Akın, yetişkin kapısından geçerken çocuklar için tasarlanan 50 kilogram yükündeki cam kapı kızının üzerine düştü. A.’nın boynundan omzuna kadar kızarıklık vardı. Tabip, “Şah damarına çok yakın bir noktadan darbe almış” dedi.
Akın cam kapının kırık olmasına karşın tedbir alınmadığını belirtti. Şirket anne-kızı suçlayarak “Çocuk kapısı arızalı olmasına, tamirat süreci devam etmesine, ihtar yazısı asılıp girişte tedbir almasına karşın A. kapıyı kullanmak istemiş ve bahtsız kaza yaşanmıştır” dedi.
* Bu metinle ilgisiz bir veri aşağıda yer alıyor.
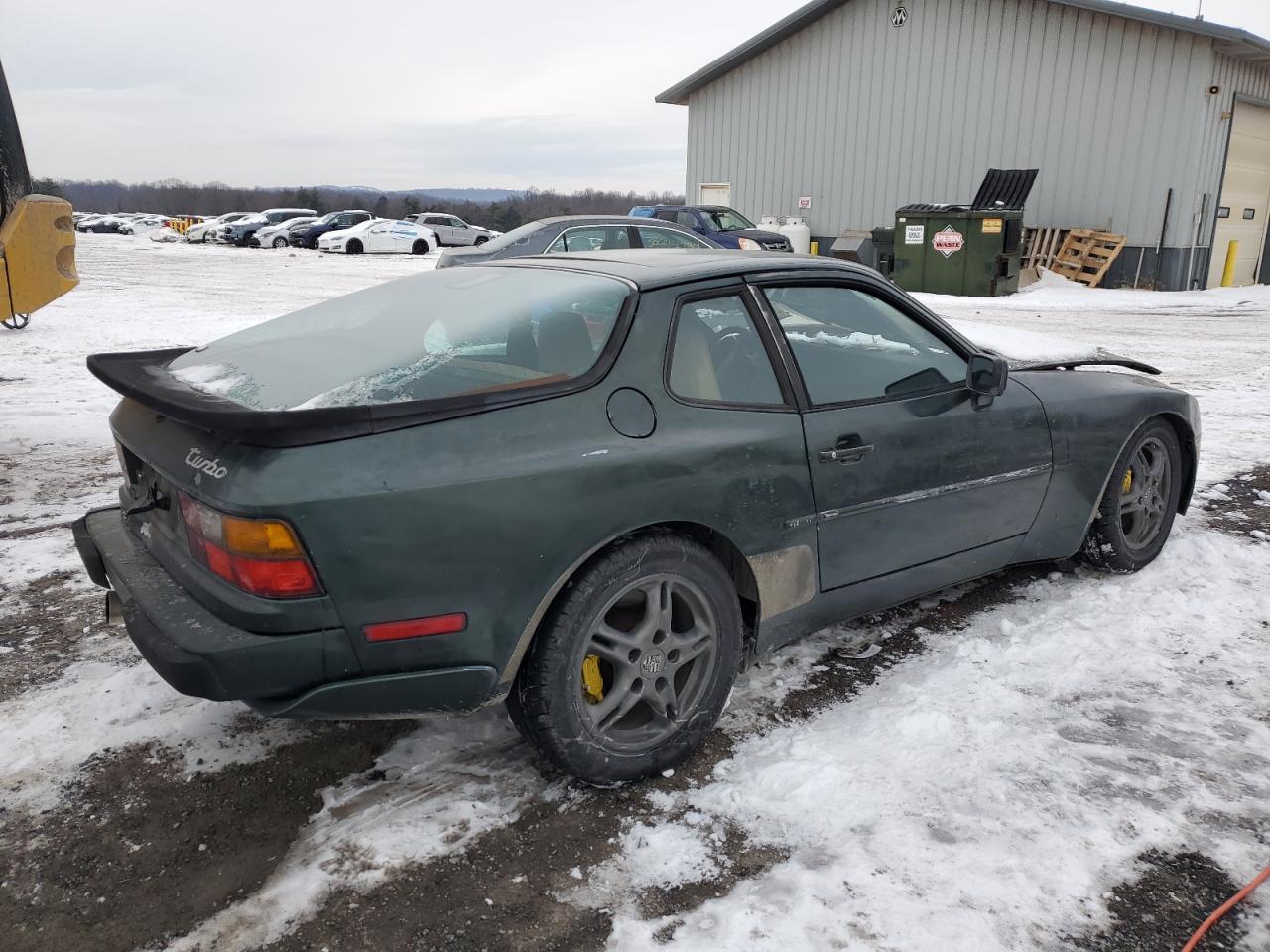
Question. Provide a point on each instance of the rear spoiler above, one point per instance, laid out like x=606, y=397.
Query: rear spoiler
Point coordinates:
x=1109, y=361
x=143, y=376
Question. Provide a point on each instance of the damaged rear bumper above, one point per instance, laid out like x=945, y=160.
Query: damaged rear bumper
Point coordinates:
x=305, y=674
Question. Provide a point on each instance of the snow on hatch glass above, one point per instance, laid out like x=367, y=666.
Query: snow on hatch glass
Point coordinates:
x=443, y=334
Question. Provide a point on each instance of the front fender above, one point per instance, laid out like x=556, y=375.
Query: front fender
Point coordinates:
x=1091, y=416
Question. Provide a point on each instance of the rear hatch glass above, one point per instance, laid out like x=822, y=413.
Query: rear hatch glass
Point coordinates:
x=448, y=333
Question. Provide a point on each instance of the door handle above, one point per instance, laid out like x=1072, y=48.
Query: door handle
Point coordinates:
x=846, y=454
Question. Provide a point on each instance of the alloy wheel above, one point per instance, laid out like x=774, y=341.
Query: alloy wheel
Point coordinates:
x=1144, y=493
x=648, y=661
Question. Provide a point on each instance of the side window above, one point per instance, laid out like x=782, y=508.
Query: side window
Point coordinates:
x=716, y=356
x=852, y=345
x=665, y=238
x=601, y=238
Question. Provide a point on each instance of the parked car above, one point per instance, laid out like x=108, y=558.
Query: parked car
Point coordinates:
x=209, y=229
x=239, y=232
x=576, y=232
x=380, y=236
x=276, y=235
x=104, y=223
x=726, y=226
x=308, y=235
x=141, y=225
x=451, y=230
x=595, y=485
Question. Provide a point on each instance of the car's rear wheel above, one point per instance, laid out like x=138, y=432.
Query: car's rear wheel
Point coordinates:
x=1139, y=503
x=634, y=662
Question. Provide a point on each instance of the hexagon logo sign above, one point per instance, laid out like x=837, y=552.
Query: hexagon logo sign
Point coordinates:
x=948, y=240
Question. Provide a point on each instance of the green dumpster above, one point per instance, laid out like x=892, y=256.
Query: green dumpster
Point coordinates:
x=974, y=250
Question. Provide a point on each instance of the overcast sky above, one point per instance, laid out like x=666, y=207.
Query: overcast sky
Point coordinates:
x=386, y=93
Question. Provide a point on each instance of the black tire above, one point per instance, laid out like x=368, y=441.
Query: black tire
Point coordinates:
x=1138, y=508
x=654, y=708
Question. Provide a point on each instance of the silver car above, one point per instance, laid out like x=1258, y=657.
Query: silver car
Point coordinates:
x=452, y=230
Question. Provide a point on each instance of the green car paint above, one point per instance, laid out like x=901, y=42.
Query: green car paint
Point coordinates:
x=490, y=508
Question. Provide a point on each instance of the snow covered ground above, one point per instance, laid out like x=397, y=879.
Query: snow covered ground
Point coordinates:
x=989, y=780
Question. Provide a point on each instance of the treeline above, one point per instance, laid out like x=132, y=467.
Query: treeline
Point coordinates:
x=176, y=197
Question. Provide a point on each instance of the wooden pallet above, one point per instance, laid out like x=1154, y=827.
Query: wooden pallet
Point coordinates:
x=1040, y=246
x=1087, y=254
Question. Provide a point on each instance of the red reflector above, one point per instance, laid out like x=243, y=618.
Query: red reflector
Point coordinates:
x=287, y=576
x=417, y=627
x=218, y=561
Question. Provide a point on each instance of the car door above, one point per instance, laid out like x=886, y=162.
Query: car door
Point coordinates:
x=440, y=223
x=907, y=467
x=377, y=238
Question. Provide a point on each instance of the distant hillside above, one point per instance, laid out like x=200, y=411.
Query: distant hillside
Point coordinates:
x=454, y=194
x=494, y=208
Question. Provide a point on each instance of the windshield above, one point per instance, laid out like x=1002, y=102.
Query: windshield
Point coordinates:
x=726, y=220
x=441, y=334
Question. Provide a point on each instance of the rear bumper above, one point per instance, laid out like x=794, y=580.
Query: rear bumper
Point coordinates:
x=305, y=674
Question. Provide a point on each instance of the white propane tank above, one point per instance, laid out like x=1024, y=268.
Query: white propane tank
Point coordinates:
x=799, y=235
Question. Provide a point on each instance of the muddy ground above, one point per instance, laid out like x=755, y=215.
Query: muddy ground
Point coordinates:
x=139, y=853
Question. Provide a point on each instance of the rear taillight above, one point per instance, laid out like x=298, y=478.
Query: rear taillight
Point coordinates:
x=261, y=556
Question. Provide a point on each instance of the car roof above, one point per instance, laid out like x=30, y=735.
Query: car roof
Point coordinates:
x=597, y=220
x=653, y=268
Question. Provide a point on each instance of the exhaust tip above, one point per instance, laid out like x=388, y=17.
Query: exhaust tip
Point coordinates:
x=113, y=608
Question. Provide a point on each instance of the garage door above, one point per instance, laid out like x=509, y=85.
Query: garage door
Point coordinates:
x=1245, y=203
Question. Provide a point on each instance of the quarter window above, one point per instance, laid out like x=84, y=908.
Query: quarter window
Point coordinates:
x=665, y=238
x=717, y=356
x=851, y=345
x=594, y=239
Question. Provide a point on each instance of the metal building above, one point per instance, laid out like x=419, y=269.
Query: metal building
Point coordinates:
x=865, y=105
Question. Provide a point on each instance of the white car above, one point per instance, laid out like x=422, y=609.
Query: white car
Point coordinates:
x=276, y=235
x=452, y=230
x=380, y=236
x=206, y=231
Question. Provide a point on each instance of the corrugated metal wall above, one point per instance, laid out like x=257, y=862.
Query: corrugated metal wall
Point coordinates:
x=866, y=117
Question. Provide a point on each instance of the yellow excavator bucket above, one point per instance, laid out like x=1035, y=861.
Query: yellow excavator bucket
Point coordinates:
x=37, y=254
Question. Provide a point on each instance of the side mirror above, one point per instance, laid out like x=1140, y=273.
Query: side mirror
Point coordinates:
x=985, y=377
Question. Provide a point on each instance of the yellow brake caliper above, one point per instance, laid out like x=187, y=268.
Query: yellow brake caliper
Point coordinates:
x=592, y=680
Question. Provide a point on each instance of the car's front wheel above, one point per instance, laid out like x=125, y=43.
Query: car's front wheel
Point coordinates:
x=634, y=662
x=1139, y=503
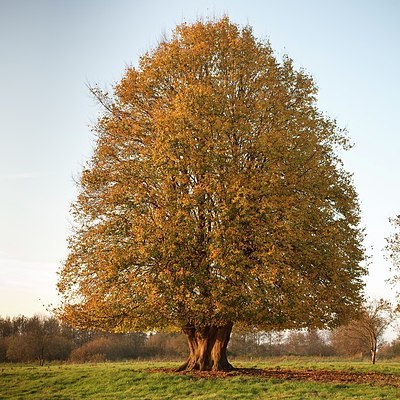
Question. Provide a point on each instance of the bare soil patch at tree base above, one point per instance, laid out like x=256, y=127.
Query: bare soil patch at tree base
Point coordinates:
x=307, y=375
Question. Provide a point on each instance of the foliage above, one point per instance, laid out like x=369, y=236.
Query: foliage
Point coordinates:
x=393, y=251
x=214, y=195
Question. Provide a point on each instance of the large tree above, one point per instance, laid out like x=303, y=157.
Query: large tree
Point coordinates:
x=214, y=196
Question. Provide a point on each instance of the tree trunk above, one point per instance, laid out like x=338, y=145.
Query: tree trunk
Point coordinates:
x=207, y=348
x=373, y=356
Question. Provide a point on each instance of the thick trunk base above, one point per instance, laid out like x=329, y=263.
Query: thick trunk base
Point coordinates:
x=207, y=348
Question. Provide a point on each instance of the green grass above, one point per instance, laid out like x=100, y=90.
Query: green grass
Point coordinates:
x=132, y=380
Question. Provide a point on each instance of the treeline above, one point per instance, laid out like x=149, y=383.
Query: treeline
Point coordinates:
x=41, y=339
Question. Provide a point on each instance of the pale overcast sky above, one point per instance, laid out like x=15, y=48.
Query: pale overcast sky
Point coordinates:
x=50, y=50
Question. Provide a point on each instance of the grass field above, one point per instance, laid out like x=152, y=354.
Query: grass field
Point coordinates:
x=143, y=380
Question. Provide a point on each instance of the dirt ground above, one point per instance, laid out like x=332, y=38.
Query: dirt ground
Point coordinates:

Üç yetkiliye taksirle bir kişinin yaralanmasına yol açmaktan dava açıldı. İddianamede, kapının arızalı olduğunun bilindiği, giriş ve çıkışın yasaklanmadığı, A4 kağıdına yazı yazılıp asıldığı, diğer bir önlem alınmadığı belirtildi.
İstanbul 26. Asliye Ceza Mahkemesi’nde açılan dava 24 Haziran’da bitti. Üç sanığa 1500 TL para cezası verildi. Kararın açıklanması ertelendi.
Avukat Akın, soruşturmanın uzun sürdüğünü ve yetkililerin sonradan dahil edildiğini belirterek şöyle diyor:
“İlla kızımızın sakatlanması ve ölmesi mi gerekiyor bu davanın ciddiye alınması için? Bu başta çocuklar olmak üzere herkesin can güvenliği açısından emsal bir gayrettir. Çocuklara oyuncak satmak kolaydır lakin can güvenliklerini korumak temel olmalı.”